Sentado no escuro, procuro ainda o conforto que um dia senti tão forte e tão quente no teu regaço. Faz tanto tempo que não adormeço sem pensar na promessa que te fiz e na forma como te desiludi. Sinto tanto o tempo que tivemos e a alegria que te impedi de ter que este escuro chega a pesar mais que a pedra que atei ao meu coração e que deixei cair no rio das nossas vidas. Julgo mesmo que a atei um pouco ao teu... e nenhuma lágrima poderá alguma vez repor o bem que não te fiz.
Deitado no escuro, procuro a resposta de um anjo, daquele petiz incarnado na pele da tua vida. Procuro um sinal que me devolva as palavras deste meu gesto que te abraça e que te quer ter perto.
Quero beijar o teu corpo... passar levemente os dedos pelo teu cabelo... sentir o desenho da tua face com a ponta do meu nariz enquanto oiço um suave suspiro por entre o teu sorriso...
Meu Deus, como sinto a tua falta!

Quotidiano / Everyday

Todos os dias, as ondas molham os meus pés. Todos os dias, o toque da espuma corre suave por entre os meus dedos. Todos os dias, o mar escreve na areia o doce murmúrio do teu nome. Todos os dias, o vento que suspiras na minha vida sopra na tua direcção. Todos os dias, as nuvens desenham com candura uma forma do teu corpo outrora desconhecida. Todos os dias, ouço o teu sorriso desvendar-me os teus desejos. Todos os dias, encontro nos olhos de alguém a tristeza de não saber sentir o que todos os dias sinto contigo. Todos os dias, cruzo-me com almas que correm à procura de ti. Todos os dias, o Sol grava na minha pele o teu calor. Todos os dias, o sonho nos junta sem demais temor.

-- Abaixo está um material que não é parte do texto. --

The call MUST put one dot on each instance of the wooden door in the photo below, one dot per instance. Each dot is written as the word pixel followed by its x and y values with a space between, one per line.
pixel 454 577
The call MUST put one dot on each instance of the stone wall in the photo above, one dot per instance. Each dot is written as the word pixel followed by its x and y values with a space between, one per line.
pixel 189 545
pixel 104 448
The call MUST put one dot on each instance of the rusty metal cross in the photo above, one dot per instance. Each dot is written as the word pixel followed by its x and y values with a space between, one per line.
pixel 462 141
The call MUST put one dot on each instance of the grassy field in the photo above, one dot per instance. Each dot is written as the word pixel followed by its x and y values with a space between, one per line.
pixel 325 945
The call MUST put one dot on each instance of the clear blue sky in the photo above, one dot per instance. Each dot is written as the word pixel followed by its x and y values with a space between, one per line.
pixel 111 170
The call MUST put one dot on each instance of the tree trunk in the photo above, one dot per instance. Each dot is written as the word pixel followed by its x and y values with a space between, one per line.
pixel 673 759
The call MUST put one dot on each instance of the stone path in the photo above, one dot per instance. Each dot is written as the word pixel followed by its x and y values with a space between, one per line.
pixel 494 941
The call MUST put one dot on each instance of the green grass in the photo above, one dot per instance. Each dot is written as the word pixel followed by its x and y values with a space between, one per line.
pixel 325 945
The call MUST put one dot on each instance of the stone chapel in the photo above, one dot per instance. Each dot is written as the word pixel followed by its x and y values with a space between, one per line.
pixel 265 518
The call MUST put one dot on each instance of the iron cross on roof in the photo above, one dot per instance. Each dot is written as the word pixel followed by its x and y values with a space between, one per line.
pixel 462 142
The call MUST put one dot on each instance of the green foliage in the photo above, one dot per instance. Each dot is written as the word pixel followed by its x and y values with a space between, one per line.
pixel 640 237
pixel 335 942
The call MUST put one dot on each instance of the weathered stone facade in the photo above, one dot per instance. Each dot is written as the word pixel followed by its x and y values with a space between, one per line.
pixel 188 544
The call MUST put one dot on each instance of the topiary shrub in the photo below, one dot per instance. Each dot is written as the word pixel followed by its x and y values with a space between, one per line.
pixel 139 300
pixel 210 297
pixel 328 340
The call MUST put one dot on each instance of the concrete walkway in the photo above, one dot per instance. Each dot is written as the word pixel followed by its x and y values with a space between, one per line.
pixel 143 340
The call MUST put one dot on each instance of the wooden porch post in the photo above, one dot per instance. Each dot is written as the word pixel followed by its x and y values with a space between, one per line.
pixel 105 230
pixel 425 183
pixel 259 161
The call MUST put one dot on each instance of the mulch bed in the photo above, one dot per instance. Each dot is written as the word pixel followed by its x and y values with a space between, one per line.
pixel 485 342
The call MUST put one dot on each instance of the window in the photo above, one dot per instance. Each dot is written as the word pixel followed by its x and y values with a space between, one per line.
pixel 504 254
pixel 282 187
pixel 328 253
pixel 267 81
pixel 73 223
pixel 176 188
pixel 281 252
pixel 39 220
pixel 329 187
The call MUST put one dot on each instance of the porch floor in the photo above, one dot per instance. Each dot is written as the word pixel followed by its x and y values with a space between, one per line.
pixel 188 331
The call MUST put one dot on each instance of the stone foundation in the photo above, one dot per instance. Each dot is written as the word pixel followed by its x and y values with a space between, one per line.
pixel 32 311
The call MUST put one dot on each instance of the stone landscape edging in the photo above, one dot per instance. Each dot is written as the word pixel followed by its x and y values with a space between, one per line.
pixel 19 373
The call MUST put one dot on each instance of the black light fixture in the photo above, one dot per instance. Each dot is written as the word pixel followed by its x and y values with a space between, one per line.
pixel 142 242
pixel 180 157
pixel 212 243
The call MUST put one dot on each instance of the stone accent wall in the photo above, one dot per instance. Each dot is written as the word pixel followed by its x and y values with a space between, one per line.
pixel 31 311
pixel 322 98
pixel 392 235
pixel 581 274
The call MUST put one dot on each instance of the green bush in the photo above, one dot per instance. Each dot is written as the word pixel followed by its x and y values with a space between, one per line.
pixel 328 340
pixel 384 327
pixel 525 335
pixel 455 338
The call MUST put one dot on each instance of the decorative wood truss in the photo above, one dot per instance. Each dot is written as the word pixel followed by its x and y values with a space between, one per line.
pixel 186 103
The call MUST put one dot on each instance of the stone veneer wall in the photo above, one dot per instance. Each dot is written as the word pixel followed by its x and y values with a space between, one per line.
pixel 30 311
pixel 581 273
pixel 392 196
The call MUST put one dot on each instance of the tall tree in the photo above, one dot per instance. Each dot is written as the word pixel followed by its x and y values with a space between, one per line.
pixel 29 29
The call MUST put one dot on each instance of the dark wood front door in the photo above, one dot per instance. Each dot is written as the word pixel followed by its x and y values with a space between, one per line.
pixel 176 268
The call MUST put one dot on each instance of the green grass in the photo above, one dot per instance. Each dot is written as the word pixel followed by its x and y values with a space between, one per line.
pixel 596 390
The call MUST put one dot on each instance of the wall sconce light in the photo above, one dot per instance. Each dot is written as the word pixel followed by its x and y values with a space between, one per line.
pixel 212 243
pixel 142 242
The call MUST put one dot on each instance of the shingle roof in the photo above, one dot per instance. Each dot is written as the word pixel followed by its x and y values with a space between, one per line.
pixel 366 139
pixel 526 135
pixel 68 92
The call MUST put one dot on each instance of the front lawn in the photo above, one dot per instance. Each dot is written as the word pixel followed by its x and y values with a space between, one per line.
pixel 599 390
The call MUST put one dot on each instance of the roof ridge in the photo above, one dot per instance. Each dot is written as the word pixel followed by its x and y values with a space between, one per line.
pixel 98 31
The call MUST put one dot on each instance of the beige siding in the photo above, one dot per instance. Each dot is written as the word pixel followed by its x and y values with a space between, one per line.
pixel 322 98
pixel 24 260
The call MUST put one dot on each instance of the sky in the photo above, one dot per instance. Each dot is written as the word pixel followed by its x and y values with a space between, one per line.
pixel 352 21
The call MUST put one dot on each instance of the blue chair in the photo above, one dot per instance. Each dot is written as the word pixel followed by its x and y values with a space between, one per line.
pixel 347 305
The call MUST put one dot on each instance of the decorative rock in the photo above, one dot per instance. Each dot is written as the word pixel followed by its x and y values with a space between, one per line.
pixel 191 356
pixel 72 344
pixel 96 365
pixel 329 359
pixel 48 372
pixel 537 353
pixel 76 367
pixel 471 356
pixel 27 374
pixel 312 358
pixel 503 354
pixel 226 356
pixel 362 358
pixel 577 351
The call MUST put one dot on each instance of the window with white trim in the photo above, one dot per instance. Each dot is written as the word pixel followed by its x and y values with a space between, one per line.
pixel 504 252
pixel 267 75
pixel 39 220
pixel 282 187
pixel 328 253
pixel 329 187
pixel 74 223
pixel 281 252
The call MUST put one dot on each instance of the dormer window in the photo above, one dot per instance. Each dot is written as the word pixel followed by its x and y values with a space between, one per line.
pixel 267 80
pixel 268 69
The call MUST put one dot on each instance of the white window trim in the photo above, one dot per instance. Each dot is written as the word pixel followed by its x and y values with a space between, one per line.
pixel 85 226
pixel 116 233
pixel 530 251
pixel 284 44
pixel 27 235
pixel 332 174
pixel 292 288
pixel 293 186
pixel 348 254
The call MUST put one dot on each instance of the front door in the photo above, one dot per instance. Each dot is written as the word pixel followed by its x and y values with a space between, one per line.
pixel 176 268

Não há um dia em que não chore com os teus lábios nos meus.

Everyday the waves flow through my feet. Everyday I feel the foam running smoothly in between my toes. Everyday the sea writes the sweet whispering of your name in the sand. Everyday the wind you blow into my life sighs for you. Everyday the clouds kindly shape a drawing of your figure I once knew. Everyday I listen to your smile revealing your desires. Everyday I find in someone's eyes the sadness of not feeling what I feel everyday with you. Everyday I cross the path of souls who run looking for you. Everyday the sun engraves your warmth in my skin. Everyday a dream joins us with no further fears.

Not one day goes by that I do not cry with your lips against mine.